# Full TSB-CL Model Training (Single Cell)

This notebook contains the complete code to train the **Full TSB-CL** model (Time-Aware Structural Biclique Contrastive Learning).
It includes:
1.  **DataUtils**: For loading data and mining bicliques (requires `msbe.exe`).
2.  **Model Architecture**: The fixed `FullTSBCL` class with correct GRU state handling.
3.  **Training Loop**: A sequential training process that properly warms up the RNN state before evaluation.

**Note**: Ensure `msbe.exe` (or `msbe` on Linux) is present in the `Similar-Biclique-Idx-main` folder.

In [None]:
import os
import sys
import time
import random
import struct
import subprocess
import numpy as np
import scipy.sparse as sp
import torch
import torch.nn as nn
import torch.nn.functional as F
import torch.optim as optim

# Set Environment Variable for OpenMP
os.environ["KMP_DUPLICATE_LIB_OK"] = "TRUE"

# ==========================================
# 1. Configuration & Paths
# ==========================================
# Adjust these paths if running in a different environment
CURRENT_DIR = os.getcwd()
PROJECT_ROOT = CURRENT_DIR # Assuming notebook is in project root
DATA_PATH = os.path.join(PROJECT_ROOT, "Similar-Biclique-Idx-main", "datasets", "bi_github.txt")
MSBE_EXE = os.path.join(PROJECT_ROOT, "Similar-Biclique-Idx-main", "msbe.exe")

# Hyperparameters
EMBEDDING_DIM = 64
BATCH_SIZE = 2048
LR = 0.001
EPOCHS = 10
NUM_SNAPSHOTS = 5
TAU = 2
EPSILON = 0.1
TOP_K = 20

# Device Configuration
device = torch.device("cuda" if torch.cuda.is_available() else "cpu")
print(f"Using device: {device}")

# ==========================================
# 2. Data Utilities (DataUtils)
# ==========================================
class DataUtils:
    def __init__(self, data_path, msbe_exe_path, temp_dir=None):
        self.data_path = data_path
        self.msbe_exe_path = msbe_exe_path
        if temp_dir is None:
            self.temp_dir = os.path.join(os.getcwd(), 'temp')
        else:
            self.temp_dir = temp_dir
        if not os.path.exists(self.temp_dir):
            os.makedirs(self.temp_dir)
        self.user_map = {}
        self.item_map = {}
        self.num_users = 0
        self.num_items = 0

    def load_data(self):
        print(f"Loading data from {self.data_path}...")
        data = []
        if not os.path.exists(self.data_path):
            print(f"Error: Data file not found at {self.data_path}")
            return []
            
        with open(self.data_path, 'r') as f:
            f.readline() # Skip header
            timestamp = 0
            for line in f:
                try:
                    parts = line.strip().split()
                    if len(parts) < 2: continue
                    u, i = int(parts[0]), int(parts[1])
                    if u not in self.user_map: self.user_map[u] = len(self.user_map)
                    if i not in self.item_map: self.item_map[i] = len(self.item_map)
                    data.append((self.user_map[u], self.item_map[i], timestamp))
                    timestamp += 1
                except ValueError: continue
        self.num_users = len(self.user_map)
        self.num_items = len(self.item_map)
        print(f"Loaded {len(data)} interactions.
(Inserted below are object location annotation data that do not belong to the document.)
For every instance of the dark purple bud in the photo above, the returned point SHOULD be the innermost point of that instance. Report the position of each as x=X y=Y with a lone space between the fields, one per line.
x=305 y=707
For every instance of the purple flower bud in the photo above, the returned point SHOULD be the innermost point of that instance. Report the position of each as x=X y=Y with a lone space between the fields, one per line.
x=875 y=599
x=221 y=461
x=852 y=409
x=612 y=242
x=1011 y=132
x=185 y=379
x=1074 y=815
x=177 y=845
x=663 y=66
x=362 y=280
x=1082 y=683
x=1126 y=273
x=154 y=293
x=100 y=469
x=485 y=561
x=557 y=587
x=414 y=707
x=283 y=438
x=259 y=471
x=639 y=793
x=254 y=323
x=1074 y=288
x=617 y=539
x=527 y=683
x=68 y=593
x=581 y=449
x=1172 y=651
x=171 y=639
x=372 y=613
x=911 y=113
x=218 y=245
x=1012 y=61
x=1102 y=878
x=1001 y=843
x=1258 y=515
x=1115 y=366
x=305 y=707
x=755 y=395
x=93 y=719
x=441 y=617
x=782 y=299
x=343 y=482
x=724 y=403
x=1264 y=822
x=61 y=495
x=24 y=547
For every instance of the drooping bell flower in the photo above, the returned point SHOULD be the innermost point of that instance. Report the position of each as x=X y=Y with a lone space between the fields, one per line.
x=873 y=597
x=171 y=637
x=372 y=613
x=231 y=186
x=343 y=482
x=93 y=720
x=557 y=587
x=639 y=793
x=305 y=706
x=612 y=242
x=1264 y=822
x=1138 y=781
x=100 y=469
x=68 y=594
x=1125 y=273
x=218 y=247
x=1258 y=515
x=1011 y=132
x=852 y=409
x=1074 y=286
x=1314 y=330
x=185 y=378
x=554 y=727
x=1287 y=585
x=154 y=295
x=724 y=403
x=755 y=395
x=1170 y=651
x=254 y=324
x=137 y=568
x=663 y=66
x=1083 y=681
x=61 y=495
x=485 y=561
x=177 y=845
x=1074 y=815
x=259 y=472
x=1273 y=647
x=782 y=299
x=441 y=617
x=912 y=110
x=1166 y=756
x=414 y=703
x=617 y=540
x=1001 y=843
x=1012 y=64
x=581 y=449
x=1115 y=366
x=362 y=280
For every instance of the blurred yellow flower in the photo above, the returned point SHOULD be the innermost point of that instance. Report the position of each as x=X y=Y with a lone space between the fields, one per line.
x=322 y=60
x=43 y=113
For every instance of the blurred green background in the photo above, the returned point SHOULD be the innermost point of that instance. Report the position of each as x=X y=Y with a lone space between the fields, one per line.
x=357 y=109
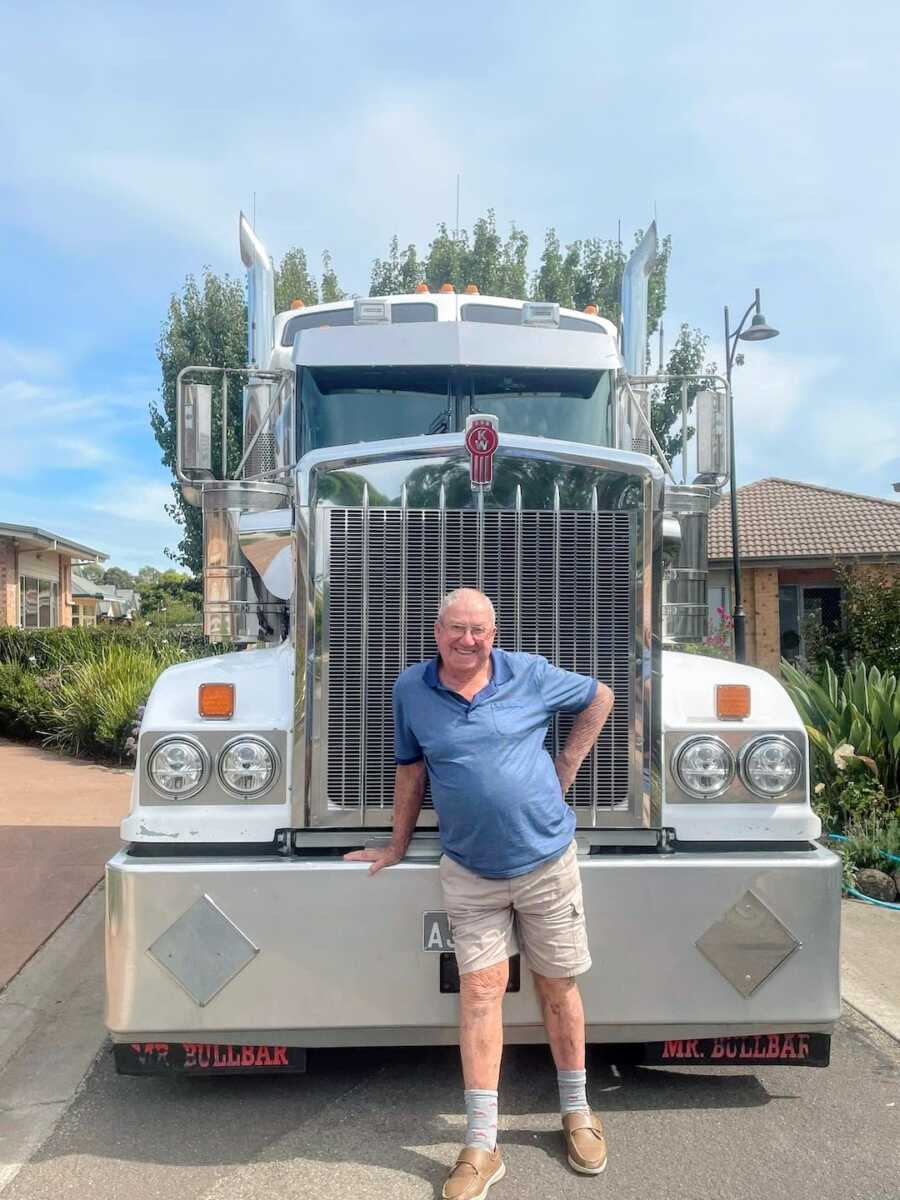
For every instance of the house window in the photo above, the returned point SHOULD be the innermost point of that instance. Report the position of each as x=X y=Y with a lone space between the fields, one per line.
x=797 y=606
x=83 y=615
x=39 y=603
Users: {self.num_users}, Items: {self.num_items}")
        return data

    def split_snapshots(self, data, num_snapshots=5):
        chunk_size = len(data) // num_snapshots
        snapshots = []
        for i in range(num_snapshots):
            start = i * chunk_size
            end = (i + 1) * chunk_size if i < num_snapshots - 1 else len(data)
            snapshots.append(data[start:end])
        return snapshots

    def save_binary_graph(self, snapshot_data, file_prefix):
        us, vs = set(), set()
        for u, v, _ in snapshot_data:
            us.add(u); vs.add(v)
        sorted_us, sorted_vs = sorted(list(us)), sorted(list(vs))
        n1, n2 = len(sorted_us), len(sorted_vs)
        n = n1 + n2
        u_map = {u: i for i, u in enumerate(sorted_us)}
        v_map = {v: i + n1 for i, v in enumerate(sorted_vs)}
        u_rev = {i: u for u, i in u_map.items()}
        v_rev = {i: v for v, i in v_map.items()}
        
        adj = [[] for _ in range(n)]
        edges_count = 0
        for u, v, _ in snapshot_data:
            uid, vid = u_map[u], v_map[v]
            adj[uid].append(vid); adj[vid].append(uid)
            edges_count += 2
        for i in range(n): adj[i].sort()
            
        with open(file_prefix + "_b_degree.bin", 'wb') as f:
            f.write(struct.pack('I', 4)); f.write(struct.pack('I', n1)); f.write(struct.pack('I', n2))
            f.write(struct.pack('I', edges_count))
            f.write(struct.pack(f'{n}I', *[len(adj[i]) for i in range(n)]))
        with open(file_prefix + "_b_adj.bin", 'wb') as f:
            flat_adj = [x for sub in adj for x in sub]
            f.write(struct.pack(f'{edges_count}I', *flat_adj))
        return n1, n2, u_rev, v_rev

    def run_msbe_mining(self, snapshot_data, snapshot_id, tau=3, epsilon=0.5):
        graph_name = f"graph_{snapshot_id}"
        input_prefix = os.path.join(self.temp_dir, graph_name)
        with open(input_prefix + ".txt", 'w') as f: f.write("dummy")
        n1, n2, u_rev, v_rev = self.save_binary_graph(snapshot_data, input_prefix)
        
        output_filename = f"bicliques_{snapshot_id}_tau{tau}_eps{epsilon}.txt"
        output_file = os.path.join(self.temp_dir, output_filename)
        
        if os.path.exists(output_file) and os.path.getsize(output_file) > 0:
            return output_file
            
        if not os.path.exists(self.msbe_exe_path):
            print(f"Warning: MSBE executable not found at {self.msbe_exe_path}. Returning empty bicliques.")
            with open(output_file, 'w') as f: pass
            return output_file

        try:
            subprocess.run([self.msbe_exe_path, f"{graph_name}.txt", "1", "1", "0.3", "GRL3"], 
                         cwd=self.temp_dir, check=True, stdout=subprocess.PIPE, stderr=subprocess.PIPE)
            result = subprocess.run([self.msbe_exe_path, f"{graph_name}.txt", "0", "1", "0.3", "GRL3", "1", "GRL3", "0", "0", "heu", "4", str(epsilon), str(tau), "2"],
                                  cwd=self.temp_dir, check=True, stdout=subprocess.PIPE, stderr=subprocess.PIPE, text=True, encoding='utf-8', errors='ignore')
            output_str = result.stdout
        except Exception as e:
            print(f"Mining error: {e}")
            return output_file

        bicliques = []
        current_cl, current_cr = [], []
        for line in output_str.split('\n'):
            line = line.strip()
            if line.startswith("CL :"): current_cl = [int(x) for x in line[4:].split(',') if x.strip()]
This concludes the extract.